My colleague... the man I was just chatting with... was dead. He was dead. He was actually dead...
"Dammit! Is it learning?! How is this possible for a mere slime?!"
"Ugh, h-hey, what do we do?"
"It's too dangerous that way. Let's run this way!"
"But that leads to the basement!"
"If the subject is upstairs, the basement is actually the safest place to be!"
Following someone's desperate shout, we fled toward the basement.
Once we were all inside, we slammed the hatch shut. It was airtight; the slime shouldn't be able to follow us through the seal.
The basement was pitch black. All the lighting magic tools had been deactivated. We had to rely entirely on light magic.
"Hey, it's a bit late now, but shouldn't we have used the servants as shields to get outside?"
"They're already wiped out."
"What?"
There should have been four servants on duty. All of them?
"It hasn't even been five minutes since the alarm went off. How is that possible?"
"Two of them were killed before the alarm even sounded. One was killed right after sounding it, and the last one... he died just after reporting the situation to us and trying to flee."

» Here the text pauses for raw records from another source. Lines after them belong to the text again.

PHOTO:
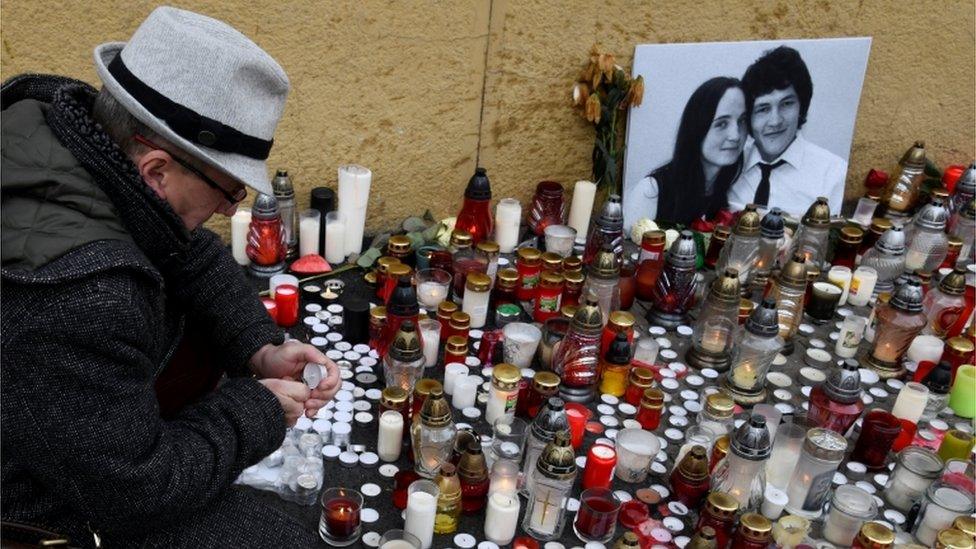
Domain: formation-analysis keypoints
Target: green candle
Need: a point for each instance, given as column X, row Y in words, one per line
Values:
column 962, row 398
column 956, row 445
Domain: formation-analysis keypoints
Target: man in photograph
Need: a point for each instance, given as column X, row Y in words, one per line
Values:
column 781, row 168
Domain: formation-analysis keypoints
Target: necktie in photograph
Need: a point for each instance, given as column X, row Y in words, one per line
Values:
column 762, row 192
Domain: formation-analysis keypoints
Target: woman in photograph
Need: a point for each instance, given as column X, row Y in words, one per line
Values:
column 707, row 159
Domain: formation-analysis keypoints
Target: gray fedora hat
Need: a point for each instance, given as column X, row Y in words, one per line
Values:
column 203, row 86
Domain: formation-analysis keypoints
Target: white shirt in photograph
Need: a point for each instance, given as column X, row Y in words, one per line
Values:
column 809, row 171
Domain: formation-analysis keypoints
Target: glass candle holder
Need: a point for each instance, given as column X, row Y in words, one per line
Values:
column 399, row 539
column 433, row 286
column 941, row 505
column 824, row 300
column 635, row 450
column 339, row 525
column 849, row 509
column 915, row 470
column 596, row 519
column 878, row 431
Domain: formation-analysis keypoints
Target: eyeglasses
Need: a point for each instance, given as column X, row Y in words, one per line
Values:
column 235, row 198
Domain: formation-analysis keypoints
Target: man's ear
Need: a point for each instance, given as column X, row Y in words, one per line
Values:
column 156, row 167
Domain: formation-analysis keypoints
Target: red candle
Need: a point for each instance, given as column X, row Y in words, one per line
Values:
column 286, row 298
column 578, row 415
column 271, row 307
column 600, row 462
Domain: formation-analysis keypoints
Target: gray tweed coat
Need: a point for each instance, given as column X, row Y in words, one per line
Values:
column 99, row 279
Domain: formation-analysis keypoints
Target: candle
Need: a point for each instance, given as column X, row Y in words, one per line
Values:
column 501, row 518
column 335, row 237
column 925, row 348
column 239, row 224
column 600, row 462
column 308, row 233
column 354, row 184
column 579, row 212
column 508, row 218
column 465, row 391
column 390, row 438
column 962, row 397
column 453, row 372
column 862, row 286
column 286, row 300
column 840, row 276
column 421, row 510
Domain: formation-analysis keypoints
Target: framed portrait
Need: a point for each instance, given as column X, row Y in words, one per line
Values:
column 725, row 124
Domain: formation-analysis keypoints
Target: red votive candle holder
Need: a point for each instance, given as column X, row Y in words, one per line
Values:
column 600, row 462
column 597, row 516
column 578, row 415
column 271, row 307
column 340, row 523
column 286, row 298
column 879, row 429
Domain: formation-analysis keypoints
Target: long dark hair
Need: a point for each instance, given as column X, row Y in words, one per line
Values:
column 681, row 182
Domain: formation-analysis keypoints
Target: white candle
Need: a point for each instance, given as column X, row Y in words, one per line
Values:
column 508, row 217
column 840, row 276
column 354, row 184
column 465, row 392
column 862, row 286
column 452, row 372
column 501, row 518
column 239, row 224
column 419, row 520
column 579, row 212
column 925, row 347
column 335, row 238
column 390, row 438
column 308, row 233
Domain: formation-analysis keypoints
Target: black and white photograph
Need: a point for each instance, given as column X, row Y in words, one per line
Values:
column 726, row 124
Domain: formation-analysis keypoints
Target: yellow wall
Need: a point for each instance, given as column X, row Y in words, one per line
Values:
column 422, row 90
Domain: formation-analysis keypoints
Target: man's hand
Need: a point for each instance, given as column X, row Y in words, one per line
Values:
column 287, row 361
column 292, row 395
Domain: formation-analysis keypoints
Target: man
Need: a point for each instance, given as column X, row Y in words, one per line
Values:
column 106, row 269
column 782, row 169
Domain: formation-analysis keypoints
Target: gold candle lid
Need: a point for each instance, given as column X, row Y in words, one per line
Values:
column 383, row 264
column 720, row 405
column 552, row 261
column 505, row 377
column 573, row 264
column 755, row 526
column 461, row 238
column 545, row 381
column 393, row 397
column 529, row 256
column 722, row 505
column 489, row 247
column 456, row 345
column 399, row 243
column 952, row 538
column 965, row 523
column 478, row 282
column 460, row 320
column 851, row 235
column 621, row 320
column 874, row 535
column 424, row 386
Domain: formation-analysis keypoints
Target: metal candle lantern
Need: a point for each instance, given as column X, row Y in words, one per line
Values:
column 741, row 250
column 898, row 323
column 674, row 293
column 811, row 238
column 717, row 323
column 759, row 343
column 788, row 290
column 266, row 245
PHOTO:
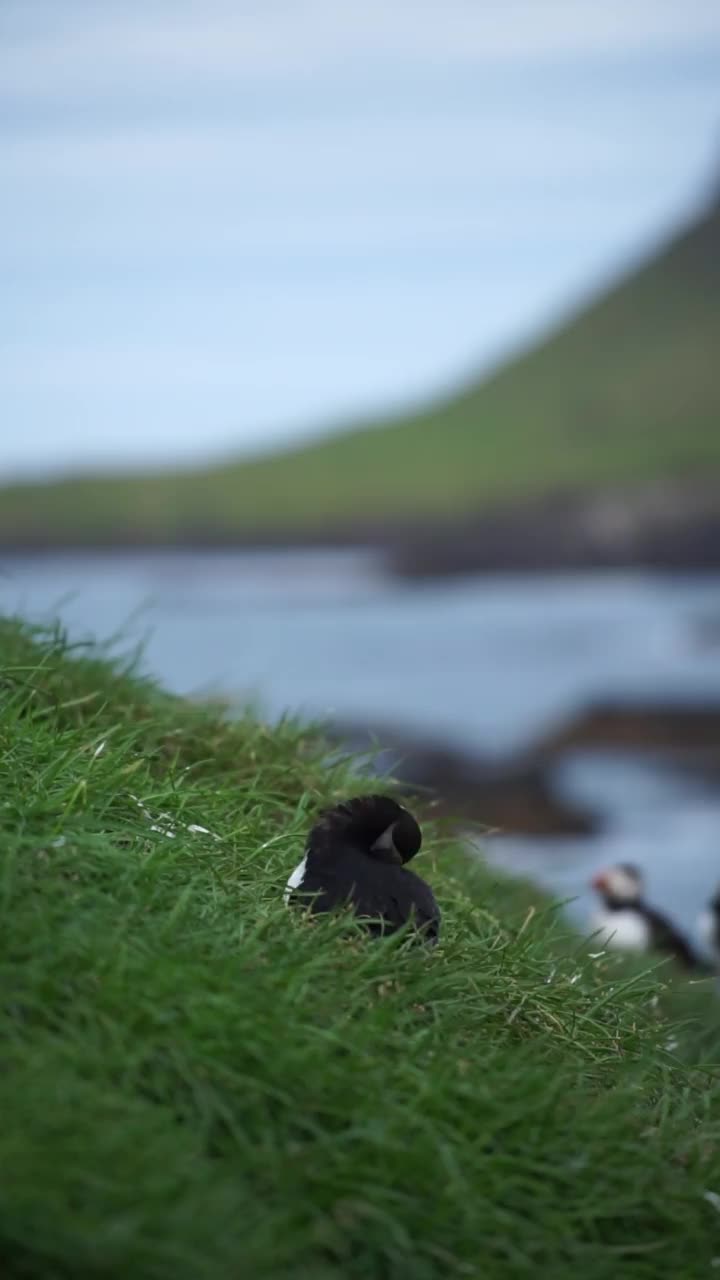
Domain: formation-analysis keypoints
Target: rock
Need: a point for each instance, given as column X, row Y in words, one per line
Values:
column 673, row 727
column 510, row 795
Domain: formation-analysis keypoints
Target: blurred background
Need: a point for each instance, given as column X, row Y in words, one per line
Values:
column 363, row 361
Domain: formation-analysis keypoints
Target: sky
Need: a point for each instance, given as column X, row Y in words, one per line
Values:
column 227, row 224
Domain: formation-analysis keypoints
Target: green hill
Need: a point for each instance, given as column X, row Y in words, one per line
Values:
column 197, row 1086
column 625, row 392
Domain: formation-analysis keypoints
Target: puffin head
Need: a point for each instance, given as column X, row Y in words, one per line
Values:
column 620, row 885
column 379, row 826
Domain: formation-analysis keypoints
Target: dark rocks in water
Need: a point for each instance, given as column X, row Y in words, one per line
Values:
column 645, row 726
column 510, row 795
column 671, row 528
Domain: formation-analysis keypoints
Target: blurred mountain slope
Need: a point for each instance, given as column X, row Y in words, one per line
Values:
column 624, row 393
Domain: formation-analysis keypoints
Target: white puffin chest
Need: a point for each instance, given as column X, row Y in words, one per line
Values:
column 295, row 880
column 625, row 929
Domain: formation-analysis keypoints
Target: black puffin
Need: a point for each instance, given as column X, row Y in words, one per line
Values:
column 628, row 923
column 356, row 855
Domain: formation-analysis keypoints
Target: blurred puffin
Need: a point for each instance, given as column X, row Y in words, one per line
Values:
column 356, row 855
column 628, row 923
column 709, row 928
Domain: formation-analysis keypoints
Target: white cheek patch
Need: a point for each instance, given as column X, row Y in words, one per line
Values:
column 295, row 880
column 621, row 931
column 624, row 888
column 386, row 841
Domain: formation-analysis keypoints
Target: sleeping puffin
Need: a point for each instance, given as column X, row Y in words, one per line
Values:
column 709, row 928
column 356, row 855
column 628, row 923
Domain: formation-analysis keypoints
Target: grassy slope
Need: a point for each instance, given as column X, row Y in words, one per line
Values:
column 196, row 1086
column 625, row 392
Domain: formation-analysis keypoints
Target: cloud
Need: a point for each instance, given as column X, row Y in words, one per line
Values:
column 94, row 49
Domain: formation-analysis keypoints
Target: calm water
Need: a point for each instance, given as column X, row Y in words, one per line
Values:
column 484, row 663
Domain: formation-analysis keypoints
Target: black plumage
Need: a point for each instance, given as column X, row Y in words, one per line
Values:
column 623, row 894
column 355, row 855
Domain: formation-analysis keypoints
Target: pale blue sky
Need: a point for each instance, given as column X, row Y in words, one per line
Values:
column 226, row 224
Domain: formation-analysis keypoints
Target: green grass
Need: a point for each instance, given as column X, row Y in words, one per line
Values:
column 624, row 393
column 196, row 1084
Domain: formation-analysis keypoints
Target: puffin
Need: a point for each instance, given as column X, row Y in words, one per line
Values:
column 709, row 928
column 356, row 855
column 628, row 923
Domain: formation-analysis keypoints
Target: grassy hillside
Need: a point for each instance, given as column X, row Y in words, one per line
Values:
column 625, row 392
column 199, row 1086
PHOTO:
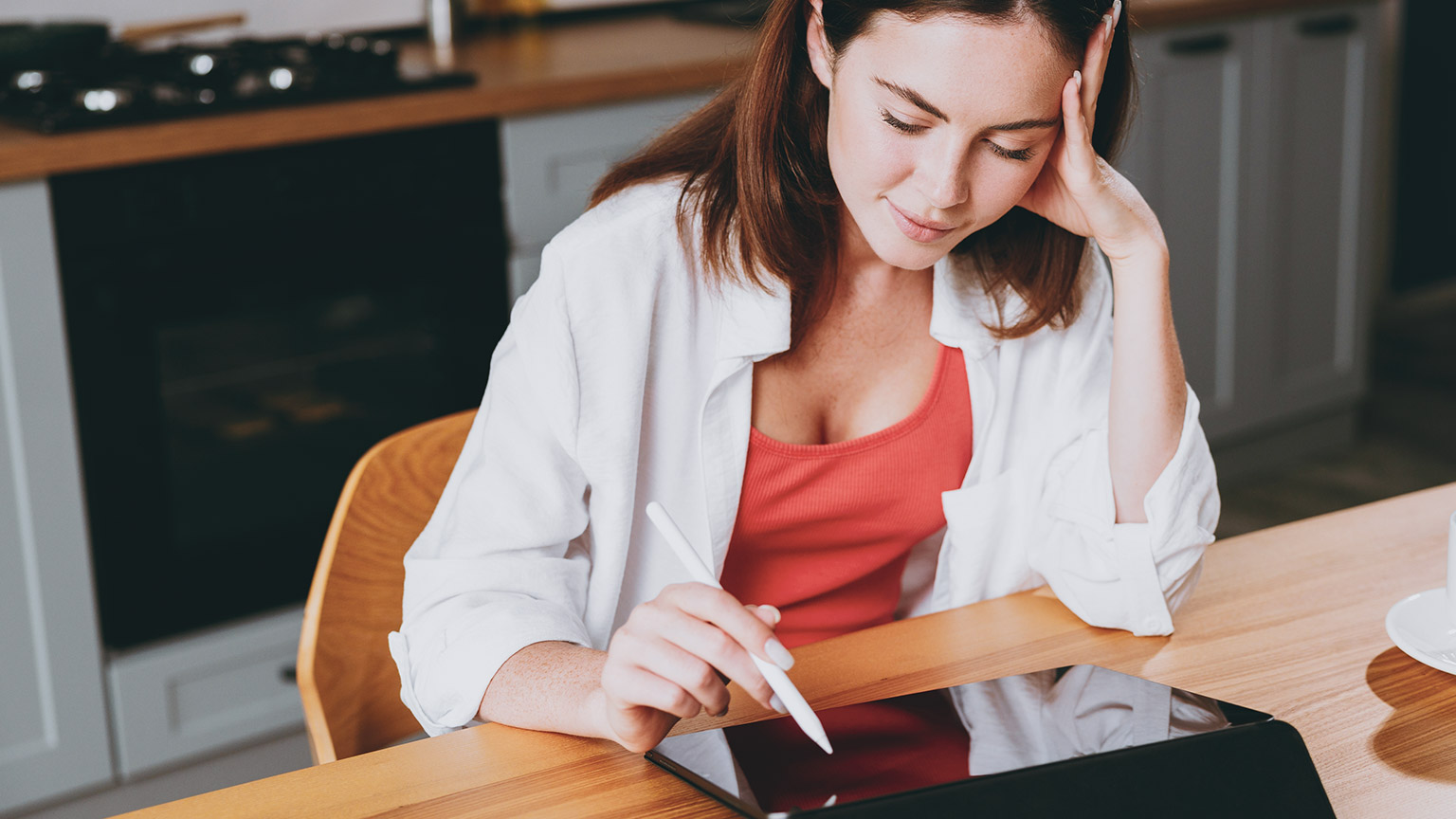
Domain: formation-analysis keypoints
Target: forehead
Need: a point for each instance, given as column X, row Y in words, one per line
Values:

It seemed the four servants who had been gathered in the break room had literally traded their lives to sound that alarm.
To think that such a massacre was happening right while we were relaxing upstairs...
Present in the room were three researchers and four members of the disposal squad.
The squad members were all clad in protective suits.
"Hey! You have suits for us, don't you?"
"Yeah. Put these on."
"Oh, thank god. I’m glad I didn't have to kill you for them."
The disposal squad captain handed us the suits. With these, at least we wouldn't have to worry about being melted by the slime... or so I thought, until I realized there were only two suits. Wait, what about me?
"Hey! Give me a suit too!"
"Listen. That’s your lab’s slime out there, isn't it? You should be the one taking responsibility."
"What?! If you want to play the blame game, we're in this mess because the disposal squad failed to do its job in the first place!"
"...Fine. Stop shouting. You can have mine."
The captain sighed, stripped off his protective suit, and handed it over.
How sensible. He clearly understood whose life carried more weight here. Admirable, really.
...Ugh, it reeks of sweat. Despite the smell, I couldn't afford to be picky with my life on the line, so I pulled the suit on.
"Hm? ...Wait, wasn't the disposal squad a five-man team?"
"One of us was killed. The thing was hiding inside a protective suit... Keep your eyes peeled. There isn't just one of them. There are at least five. We managed to take down two, but..."
...What? What did he just say?
That meant there were three left?! Three of those monsters?!
"H-H-H-Hey! These suits we just put on... they're safe, right?!"
"Rest assured, we checked the inside of those two before handing them over. I wouldn't have given them to you otherwise."
"Whew... thank goodness."
"No, it's not 'thank goodness'! Were you even listening?! It means there are at least three more of those slimes out there!"
"...At least three, yes."
A heavy silence fell over us. Those blood-red nightmares were currently prowling the halls just beyond the hatch.